See more interesting informations and images at
  • Sushruta doing earlobe reconstruction.
  • Saushruta is doing mock surgeries on gourds, watermelons, cucumbers.
  • Surgical instruments as described by Sushruta.

"The pointed gourd/Patola/Parwal"
Scientific name Trichosanthes dioica

Ingredients for Palta pata bhaja

  • Patola/parwal leaf (পটল পাতা) about 2 to 3 per head

For the binder:
  • 1 tsp kala jeera/nigella seeds
  • 2 tbsp rice powder
  • 1 tbsp flour
  • 1 tsp salt
  • A pinch of sugar to balance the taste
  • 1 tbsp oil


  1. Wash the leaves gently without damaging them and drain thoroughly.
  2. Mix the binder with minimum water.  Sprinkle kala jeera (nigella seeds) in the mix. The water of wet leaves will be sufficient to stick the binders to the leaves.
  3. Do not chop the leaves, put the whole leaf in to the binder mix.
  4. Put a flat tawa or nonstick fry pan on heat for shallow fry.
  5. Wet your fingers with water. Take leaves one by one. Do not be tempted to add more binder. The leaf will just be quite visible. It will be just enough to stick to the leaves. Now fold the whole leaf once and press them so that they stay flat.
  6. Now shallow fry with 1 tbsp oil in the batches.
  7. Do not turn the leaf until its done on one side.  It can be moved easily with a spoon then.
  8. Turn the leaves and let it be for a few minutes.
  9. The leaves and the binder will become crunchy slight black and green in color.
  10. Repeat the process from 5 to 8 until done completely.
  11. Serve with white steamed rice and clarified butter or ghee.


  1. You have to watch the heat.
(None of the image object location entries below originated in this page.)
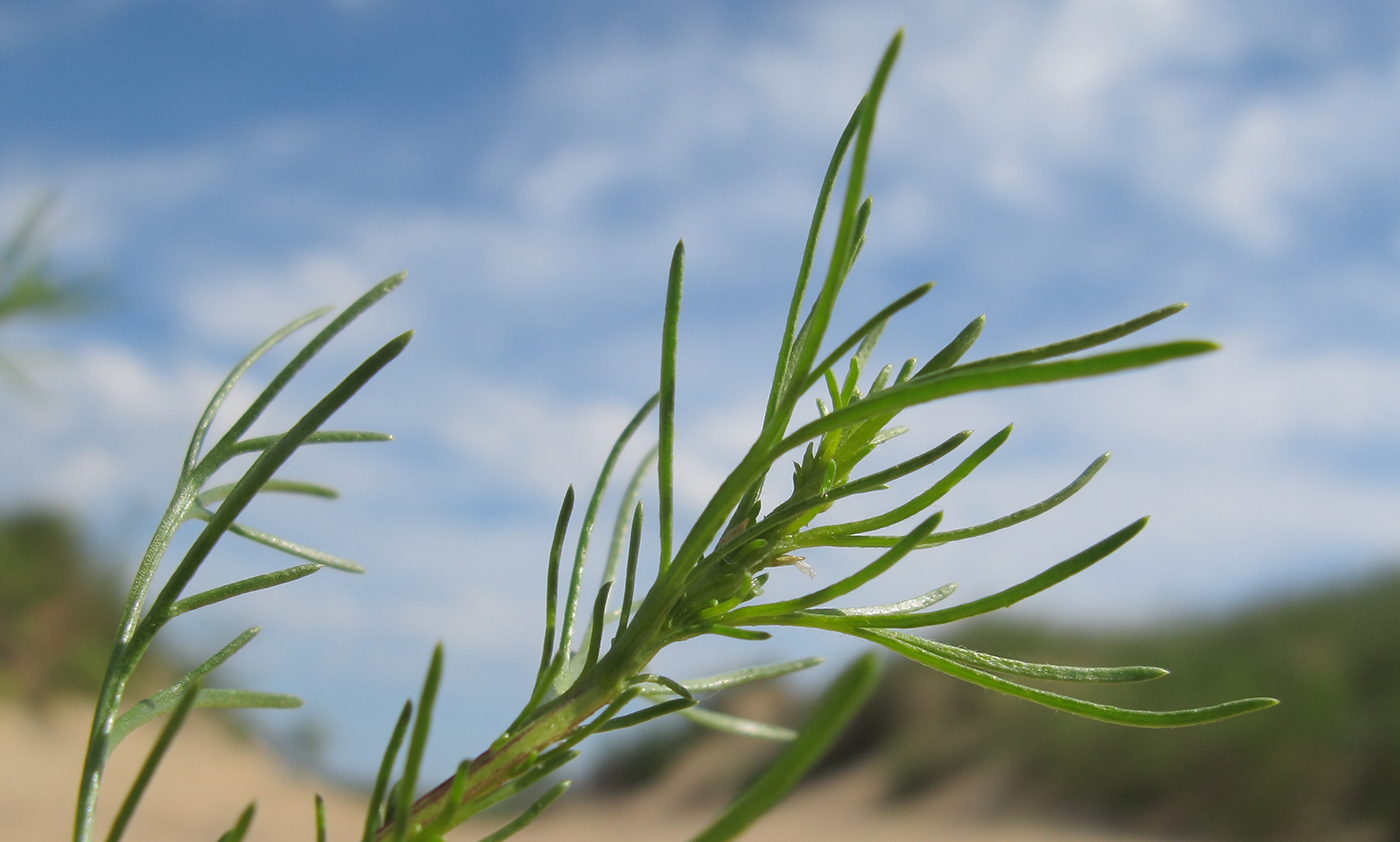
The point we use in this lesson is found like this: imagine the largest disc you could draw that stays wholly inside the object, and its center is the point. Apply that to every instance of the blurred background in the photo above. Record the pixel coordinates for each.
(207, 171)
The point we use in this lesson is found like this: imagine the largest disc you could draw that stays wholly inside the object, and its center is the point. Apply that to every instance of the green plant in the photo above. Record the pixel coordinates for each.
(28, 283)
(706, 584)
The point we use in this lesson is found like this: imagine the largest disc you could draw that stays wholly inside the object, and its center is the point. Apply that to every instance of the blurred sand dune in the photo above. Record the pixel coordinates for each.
(209, 776)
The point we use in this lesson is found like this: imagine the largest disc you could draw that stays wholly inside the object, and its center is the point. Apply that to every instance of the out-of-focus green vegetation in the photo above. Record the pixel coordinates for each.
(56, 615)
(1327, 758)
(1325, 762)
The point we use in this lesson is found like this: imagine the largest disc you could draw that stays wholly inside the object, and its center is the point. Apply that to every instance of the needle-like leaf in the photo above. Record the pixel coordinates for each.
(531, 814)
(374, 817)
(242, 586)
(153, 760)
(828, 719)
(1143, 719)
(417, 744)
(991, 663)
(240, 830)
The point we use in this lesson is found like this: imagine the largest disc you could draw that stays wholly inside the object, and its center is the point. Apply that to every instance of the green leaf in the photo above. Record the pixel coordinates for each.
(546, 765)
(318, 437)
(1000, 600)
(286, 486)
(242, 586)
(221, 394)
(1024, 514)
(646, 715)
(665, 463)
(240, 830)
(1143, 719)
(625, 510)
(556, 549)
(630, 583)
(531, 814)
(837, 705)
(1078, 343)
(1001, 523)
(954, 350)
(321, 818)
(245, 699)
(595, 638)
(576, 582)
(153, 760)
(167, 699)
(443, 823)
(737, 725)
(417, 744)
(784, 364)
(830, 535)
(991, 663)
(864, 335)
(254, 479)
(959, 381)
(847, 236)
(844, 586)
(298, 362)
(291, 548)
(737, 677)
(907, 605)
(374, 817)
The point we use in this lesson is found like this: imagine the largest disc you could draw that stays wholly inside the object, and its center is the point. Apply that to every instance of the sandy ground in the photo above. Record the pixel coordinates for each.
(209, 776)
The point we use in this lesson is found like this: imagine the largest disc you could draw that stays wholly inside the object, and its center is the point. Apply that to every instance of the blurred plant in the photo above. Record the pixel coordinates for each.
(704, 586)
(28, 283)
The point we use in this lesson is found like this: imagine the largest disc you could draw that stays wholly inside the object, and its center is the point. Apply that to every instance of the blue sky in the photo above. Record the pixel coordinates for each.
(1056, 166)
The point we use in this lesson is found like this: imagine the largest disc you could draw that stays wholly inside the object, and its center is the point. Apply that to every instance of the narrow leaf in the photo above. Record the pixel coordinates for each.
(240, 830)
(286, 486)
(304, 356)
(318, 437)
(221, 394)
(780, 376)
(531, 814)
(867, 332)
(836, 706)
(646, 715)
(168, 698)
(1143, 719)
(254, 479)
(991, 663)
(625, 510)
(958, 381)
(556, 549)
(954, 350)
(242, 586)
(844, 586)
(417, 744)
(737, 725)
(576, 582)
(630, 586)
(916, 604)
(1078, 343)
(374, 817)
(737, 677)
(667, 444)
(1000, 600)
(826, 535)
(153, 760)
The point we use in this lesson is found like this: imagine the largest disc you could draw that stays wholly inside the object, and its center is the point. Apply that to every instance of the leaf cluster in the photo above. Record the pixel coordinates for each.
(710, 579)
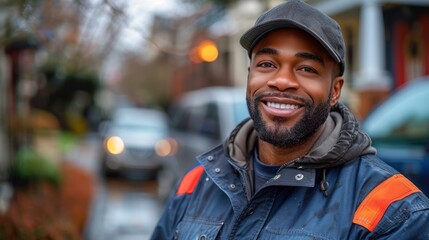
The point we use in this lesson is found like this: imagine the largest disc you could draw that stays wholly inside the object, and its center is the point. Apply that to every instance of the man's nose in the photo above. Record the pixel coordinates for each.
(283, 81)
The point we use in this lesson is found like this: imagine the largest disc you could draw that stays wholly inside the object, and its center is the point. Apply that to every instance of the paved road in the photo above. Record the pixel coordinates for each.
(122, 209)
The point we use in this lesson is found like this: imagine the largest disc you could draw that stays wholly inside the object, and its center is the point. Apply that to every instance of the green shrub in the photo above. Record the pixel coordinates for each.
(31, 166)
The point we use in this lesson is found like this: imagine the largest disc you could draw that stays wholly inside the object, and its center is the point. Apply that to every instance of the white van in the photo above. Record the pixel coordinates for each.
(204, 118)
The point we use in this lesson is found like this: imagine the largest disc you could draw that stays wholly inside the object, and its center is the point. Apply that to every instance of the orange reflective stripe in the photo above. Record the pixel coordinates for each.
(190, 180)
(373, 207)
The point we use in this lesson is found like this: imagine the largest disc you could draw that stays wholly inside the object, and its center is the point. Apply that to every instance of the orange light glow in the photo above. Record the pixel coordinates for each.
(115, 145)
(207, 51)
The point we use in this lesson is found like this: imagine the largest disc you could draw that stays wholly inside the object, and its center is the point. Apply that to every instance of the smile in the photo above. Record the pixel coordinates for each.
(282, 106)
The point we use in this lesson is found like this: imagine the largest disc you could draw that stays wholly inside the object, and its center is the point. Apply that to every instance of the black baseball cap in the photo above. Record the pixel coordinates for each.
(298, 14)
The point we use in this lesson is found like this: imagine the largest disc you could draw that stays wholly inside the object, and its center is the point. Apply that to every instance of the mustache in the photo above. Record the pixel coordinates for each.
(259, 96)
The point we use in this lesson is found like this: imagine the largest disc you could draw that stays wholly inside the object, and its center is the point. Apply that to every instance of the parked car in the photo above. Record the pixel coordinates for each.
(204, 118)
(135, 140)
(399, 128)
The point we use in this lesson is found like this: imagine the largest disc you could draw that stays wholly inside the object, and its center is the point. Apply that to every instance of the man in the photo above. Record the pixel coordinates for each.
(300, 168)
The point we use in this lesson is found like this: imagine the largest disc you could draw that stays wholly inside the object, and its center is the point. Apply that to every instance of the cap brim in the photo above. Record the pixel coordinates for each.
(250, 38)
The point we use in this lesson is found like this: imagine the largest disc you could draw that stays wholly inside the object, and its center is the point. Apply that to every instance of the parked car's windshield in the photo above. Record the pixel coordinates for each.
(404, 116)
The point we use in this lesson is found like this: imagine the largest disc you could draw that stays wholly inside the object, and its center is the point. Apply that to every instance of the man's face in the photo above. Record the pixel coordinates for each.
(292, 84)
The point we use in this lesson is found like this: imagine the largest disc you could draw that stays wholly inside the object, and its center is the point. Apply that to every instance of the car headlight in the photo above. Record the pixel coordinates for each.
(166, 147)
(114, 145)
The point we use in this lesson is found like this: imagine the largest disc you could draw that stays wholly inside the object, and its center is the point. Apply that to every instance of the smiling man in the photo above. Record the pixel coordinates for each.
(300, 167)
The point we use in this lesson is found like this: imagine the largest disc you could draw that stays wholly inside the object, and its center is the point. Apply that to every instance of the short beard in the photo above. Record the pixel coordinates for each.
(314, 117)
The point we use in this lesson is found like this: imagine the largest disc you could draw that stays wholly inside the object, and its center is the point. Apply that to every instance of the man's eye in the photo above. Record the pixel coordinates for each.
(308, 69)
(265, 65)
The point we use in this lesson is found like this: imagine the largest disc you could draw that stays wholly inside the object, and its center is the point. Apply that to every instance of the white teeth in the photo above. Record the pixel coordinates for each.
(282, 106)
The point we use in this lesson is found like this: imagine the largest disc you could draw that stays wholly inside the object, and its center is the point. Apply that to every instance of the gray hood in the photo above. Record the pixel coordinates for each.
(341, 142)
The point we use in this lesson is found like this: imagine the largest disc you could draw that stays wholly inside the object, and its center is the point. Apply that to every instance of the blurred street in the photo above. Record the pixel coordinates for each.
(121, 209)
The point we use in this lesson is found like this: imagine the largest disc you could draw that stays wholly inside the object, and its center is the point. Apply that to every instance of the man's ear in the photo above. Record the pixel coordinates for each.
(337, 85)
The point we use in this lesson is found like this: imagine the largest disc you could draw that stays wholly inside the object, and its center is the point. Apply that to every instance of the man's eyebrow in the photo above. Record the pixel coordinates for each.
(269, 51)
(311, 56)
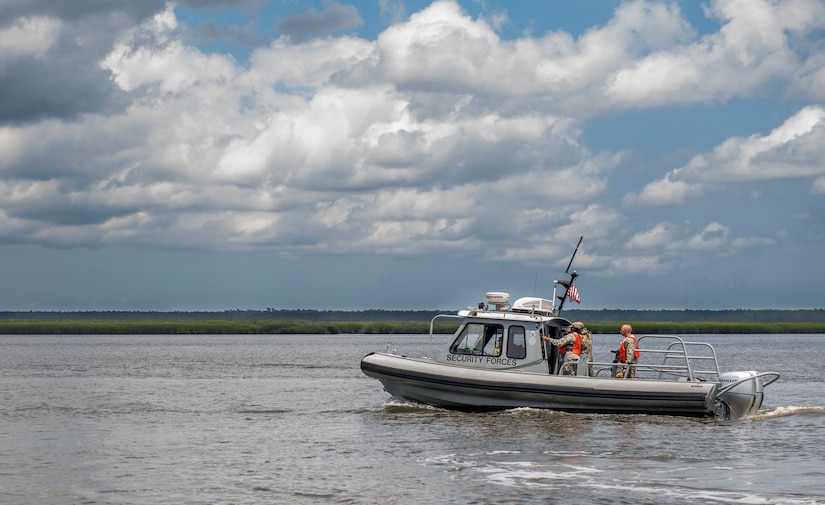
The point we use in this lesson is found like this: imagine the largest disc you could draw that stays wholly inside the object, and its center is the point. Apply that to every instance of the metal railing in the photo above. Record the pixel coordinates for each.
(667, 357)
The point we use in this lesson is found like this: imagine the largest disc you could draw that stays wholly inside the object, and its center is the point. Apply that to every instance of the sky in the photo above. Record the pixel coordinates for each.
(389, 154)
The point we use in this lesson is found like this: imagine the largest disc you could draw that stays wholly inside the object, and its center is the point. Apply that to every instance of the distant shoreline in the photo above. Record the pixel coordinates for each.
(291, 327)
It should be controlled else Palta pata will be burned.  Do not put much oil, it will make the leaf sticky on pan. If sticky on pan, put off the heat or move pan from the heat, let it cool for a few minutes, it can be flipped easily.
  2. It can otherwise be made like fritters using patola/parwal leaf paste mix with besan (chickpea flour), salt to taste, and sallow fry by batches.